Politicians waste garda time over party donations
POLITICAL parties are "wasting garda time" by failing to provide the state election watchdog with details of their political donations.
Their local branch officers are not returning the necessary forms and bank statements even though they have been supplied with a stamped addressed envelope -- which means a garda must physically call to the person's house to remind them.
The Standards in Public Office Commission (SIPOC) complained yesterday that this was wasting garda time -- and was also breaking the electoral funding law passed by the Dail and Seanad.
It is set to refer some of the branch officers to the Director of Public Prosecutions. But even though this has also been done before, no prosecutions have been taken in recent years.
"It is a cause of concern to the Standards Commission that our major political parties do not seem to have much regard to an Act of the Oireachtas that sets out how donations to units of their parties are reported to the Standards Commission," it said.

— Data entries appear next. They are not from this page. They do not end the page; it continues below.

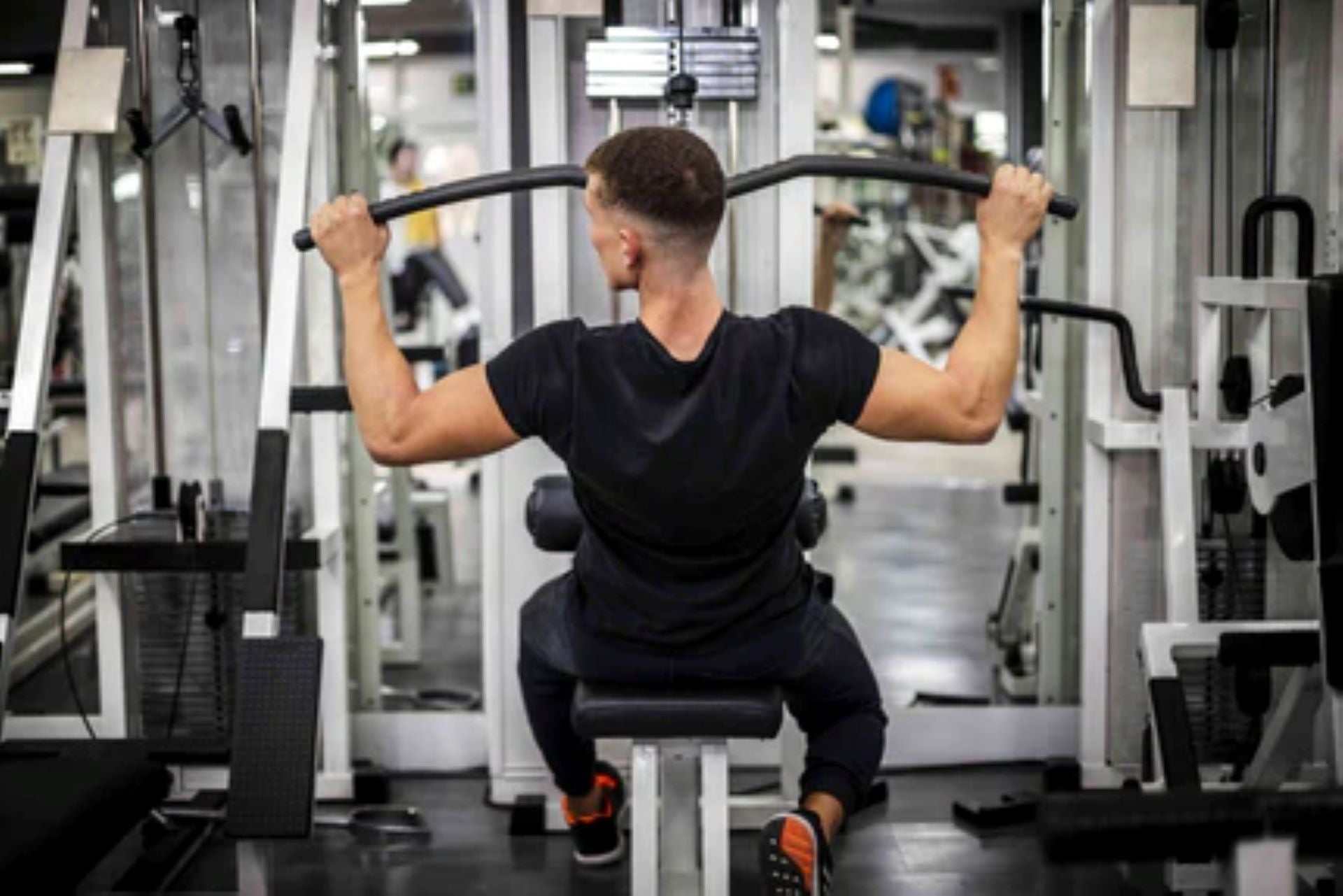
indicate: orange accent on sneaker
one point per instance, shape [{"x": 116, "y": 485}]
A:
[
  {"x": 800, "y": 845},
  {"x": 604, "y": 782}
]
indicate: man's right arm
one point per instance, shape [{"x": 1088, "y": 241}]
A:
[{"x": 965, "y": 402}]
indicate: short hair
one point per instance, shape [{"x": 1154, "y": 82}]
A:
[
  {"x": 395, "y": 150},
  {"x": 668, "y": 176}
]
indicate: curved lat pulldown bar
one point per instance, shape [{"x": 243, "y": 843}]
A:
[{"x": 509, "y": 182}]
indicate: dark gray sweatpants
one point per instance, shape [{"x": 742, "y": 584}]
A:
[{"x": 817, "y": 660}]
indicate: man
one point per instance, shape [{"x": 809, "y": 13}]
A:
[
  {"x": 836, "y": 220},
  {"x": 687, "y": 434},
  {"x": 415, "y": 252}
]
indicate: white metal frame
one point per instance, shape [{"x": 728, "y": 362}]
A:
[{"x": 33, "y": 355}]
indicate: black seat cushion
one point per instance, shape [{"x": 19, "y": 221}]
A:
[
  {"x": 59, "y": 817},
  {"x": 55, "y": 518},
  {"x": 66, "y": 481},
  {"x": 696, "y": 711}
]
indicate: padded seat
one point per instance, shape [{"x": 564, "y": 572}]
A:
[
  {"x": 61, "y": 817},
  {"x": 57, "y": 518},
  {"x": 66, "y": 481},
  {"x": 677, "y": 712}
]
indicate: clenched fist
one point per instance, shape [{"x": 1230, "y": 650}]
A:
[
  {"x": 348, "y": 238},
  {"x": 1014, "y": 208}
]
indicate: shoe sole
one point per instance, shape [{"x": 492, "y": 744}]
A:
[{"x": 779, "y": 872}]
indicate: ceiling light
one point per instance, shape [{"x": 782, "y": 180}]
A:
[{"x": 390, "y": 49}]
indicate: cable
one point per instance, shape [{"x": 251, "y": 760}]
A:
[
  {"x": 1233, "y": 576},
  {"x": 680, "y": 46},
  {"x": 182, "y": 656},
  {"x": 65, "y": 642}
]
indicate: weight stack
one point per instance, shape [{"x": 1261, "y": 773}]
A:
[
  {"x": 204, "y": 702},
  {"x": 1223, "y": 734}
]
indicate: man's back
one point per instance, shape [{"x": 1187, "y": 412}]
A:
[{"x": 688, "y": 472}]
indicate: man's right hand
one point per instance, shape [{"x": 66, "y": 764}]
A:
[
  {"x": 348, "y": 238},
  {"x": 836, "y": 220},
  {"x": 1014, "y": 208}
]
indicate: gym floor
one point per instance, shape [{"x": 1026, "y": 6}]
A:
[{"x": 918, "y": 559}]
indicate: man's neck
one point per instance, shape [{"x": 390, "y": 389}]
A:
[{"x": 680, "y": 311}]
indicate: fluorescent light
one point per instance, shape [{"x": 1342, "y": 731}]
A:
[{"x": 390, "y": 49}]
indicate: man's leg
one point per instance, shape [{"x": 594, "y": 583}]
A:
[
  {"x": 439, "y": 271},
  {"x": 546, "y": 671},
  {"x": 837, "y": 704}
]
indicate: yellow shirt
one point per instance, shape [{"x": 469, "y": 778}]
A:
[{"x": 422, "y": 226}]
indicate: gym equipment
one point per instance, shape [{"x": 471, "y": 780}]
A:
[
  {"x": 1188, "y": 825},
  {"x": 772, "y": 175},
  {"x": 227, "y": 127},
  {"x": 678, "y": 788}
]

SIPOC requires the bank statements from party branches to check that they do not have any suspicious lodgments which could be linked to political corruption.
The Green Party, which often declares that "clean politics is green politics", is the worst offender. Around 17 of the 32 branches which received political donations failed to return their forms and bank statements by the March 31 deadline.
A Green Party spokesman said it would be re-emphasising the importance of complying with the SIPOC requirement to all its branches.
Fine Gael is the next worst offender, with 16 branches out of a total of 47 failing to return their forms.
The next is Fianna Fail with 11 non-compliant branches, followed by the Labour Party (8), Sinn Fein (6) and the now defunct Progressive Democrats party (6). All political parties are required to provide the names of those who donate more than €5,078 every year.
According to new figures from SIPOC, the €76,000 of donations disclosed last year was the lowest since the requirement was introduced in 1997.
In total, the State gave a total of €13.6m to political parties last year so that they could pay for a variety of activities including administration, policy research and training. The State funding cannot be used for elections or referenda.
Fine Gael was the only party to spend some of its state funding on polling (€215,000) and it also spent the highest amount on public relations and consultancy (€337,000).
Labour spent almost €59,000 of its state funding in the area of "participation by women in politics" but Fianna Fail spent around €17,000 -- despite getting more than four times more funding.
The PDs received €47,223 but returned €37,385 of this sum to the Department of Finance.